Called GRID (Groups that are Regenerative, Interspersed and Dendritic), these cells were also recently discovered in mice. While GRID cells don't regenerate as well in mice as in salamanders, finding them in mammals was significant.
"If they're found in mice. we might be able to find these in humans in some form," Laurencin says. "We think maybe it will help us figure out regeneration or we can create cells that mimic what grid cells do and create an artificial grid cell."
What Comes Next?
Laurencin and his team have individually engineered and made every single tissue in the lower limb, including bone, cartilage, ligament, skin, nerve, blood vessels. Regenerating joints and joint tissue is the next big mile marker, which Laurencin sees as essential to regenerating a limb that functions and performs in the way he envisions.
"Using stem cells and amnion tissue, we can regenerate joints that are damaged, and have severe arthritis," he says. "We're making progress on all fronts, and making discoveries we believe are going to be helping people along the way."
That focus and advancement is vital to Ennis. After laboring over the decision to have her leg amputated below the knee, she contracted MRSA two weeks post-surgery. In less than a month, she went from a below-the-knee-amputee to a through-the-knee amputee to an above-the-knee amputee.
"A below-the-knee amputation is night-and-day from above-the-knee," she said. "You have to relearn everything. You're basically a toddler."
Kirstie Ennis pictured in July 2020.
Photo Credit: Ennis' Instagram
The clock is ticking on the timeline Laurencin set for himself. Nine years might seem like forever if you're doing time but it might appear fleeting when you're trying to create something that's never been done before. But Laurencin isn't worried. He's convinced time is on his side.
"Every week, I receive an email or a call from someone, maybe a mother whose child has lost a finger or I'm in communication with a disabled American veteran who wants to know how the progress is going. That energizes me to continue to work hard to try to create these sorts of solutions because we're talking about people and their lives."
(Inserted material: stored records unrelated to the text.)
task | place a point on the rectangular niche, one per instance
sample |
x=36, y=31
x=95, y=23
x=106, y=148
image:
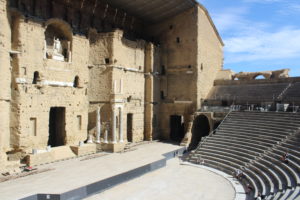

He devotes about 60 hours a week to the project and the roughly 100 students, faculty and staff who make up the HEAL team at the Convergence Institute seem acutely aware of what's at stake and appear equally dedicated.
"We're in the thick of the science in terms of making this happen," says Laurencin. "We've moved from making the impossible possible to making the possible a reality. That's what science is all about."